Ensure that to remark the next part in case you’re planning to make use of the data base that you just created for constructing your RAG software. For those who solely wished to check out creating the data base utilizing the SDK, be certain to delete all of the sources that had been created as a result of you’ll incur prices for storing paperwork within the OpenSearch Serverless index.
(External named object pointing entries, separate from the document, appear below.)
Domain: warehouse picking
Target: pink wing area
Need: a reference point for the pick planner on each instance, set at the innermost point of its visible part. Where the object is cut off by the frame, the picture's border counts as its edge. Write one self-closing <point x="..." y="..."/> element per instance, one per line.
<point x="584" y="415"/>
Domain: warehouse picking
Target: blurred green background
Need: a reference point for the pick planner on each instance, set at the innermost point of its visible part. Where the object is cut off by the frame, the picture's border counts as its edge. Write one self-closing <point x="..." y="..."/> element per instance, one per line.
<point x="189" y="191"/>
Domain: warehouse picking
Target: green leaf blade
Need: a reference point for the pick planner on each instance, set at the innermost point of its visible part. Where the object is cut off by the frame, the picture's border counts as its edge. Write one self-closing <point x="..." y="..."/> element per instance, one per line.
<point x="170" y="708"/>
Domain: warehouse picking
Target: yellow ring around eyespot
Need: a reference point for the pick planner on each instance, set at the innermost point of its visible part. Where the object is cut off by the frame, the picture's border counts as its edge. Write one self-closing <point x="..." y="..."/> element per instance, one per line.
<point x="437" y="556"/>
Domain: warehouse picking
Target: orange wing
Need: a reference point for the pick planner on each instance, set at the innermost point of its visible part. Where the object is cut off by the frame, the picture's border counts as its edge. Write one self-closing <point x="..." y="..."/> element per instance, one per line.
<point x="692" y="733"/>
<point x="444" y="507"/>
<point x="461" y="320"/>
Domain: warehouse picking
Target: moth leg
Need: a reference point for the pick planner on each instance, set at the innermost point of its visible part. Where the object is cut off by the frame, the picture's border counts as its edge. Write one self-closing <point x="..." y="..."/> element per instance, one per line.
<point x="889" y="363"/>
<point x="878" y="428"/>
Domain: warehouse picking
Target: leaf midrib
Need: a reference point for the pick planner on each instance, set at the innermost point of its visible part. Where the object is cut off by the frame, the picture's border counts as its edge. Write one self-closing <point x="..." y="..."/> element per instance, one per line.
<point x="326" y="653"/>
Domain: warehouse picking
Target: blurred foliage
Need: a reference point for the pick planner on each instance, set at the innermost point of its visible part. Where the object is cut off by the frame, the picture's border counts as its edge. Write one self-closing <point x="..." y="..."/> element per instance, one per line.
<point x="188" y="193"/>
See the next code:

bedrock_agent_client.delete_data_source(dataSourceId = ds["dataSourceId"], knowledgeBaseId=kb['knowledgeBaseId'])
bedrock_agent_client.delete_knowledge_base(knowledgeBaseId=kb['knowledgeBaseId'])
oss_client.indices.delete(index=index_name)
aoss_client.delete_collection(id=collection_id)
aoss_client.delete_access_policy(sort="information", title=access_policy['accessPolicyDetail']['name'])
aoss_client.delete_security_policy(sort="community", title=network_policy['securityPolicyDetail']['name'])
aoss_client.delete_security_policy(sort="encryption", title=encryption_policy['securityPolicyDetail']['name'])
# Delete roles and polices 
iam_client.delete_role(RoleName=bedrock_kb_execution_role)
iam_client.delete_policy(PolicyArn=policy_arn)

Conclusion

On this submit, we defined how you can break up a big tabular dataset into rows to arrange a data base with metadata for every of these data, and how you can then retrieve outputs with metadata filtering. We additionally confirmed how retrieving outcomes with metadata is extra correct than retrieving outcomes with out metadata filtering. Lastly, we confirmed how you can use the consequence with an FM to get correct outcomes.

To additional discover the capabilities of Data Bases for Amazon Bedrock, confer with the next sources:

In regards to the Writer

Tanay Chowdhury is a Knowledge Scientist at Generative AI Innovation Heart at Amazon Net Providers. He helps prospects to resolve their enterprise drawback utilizing Generative AI and Machine Studying.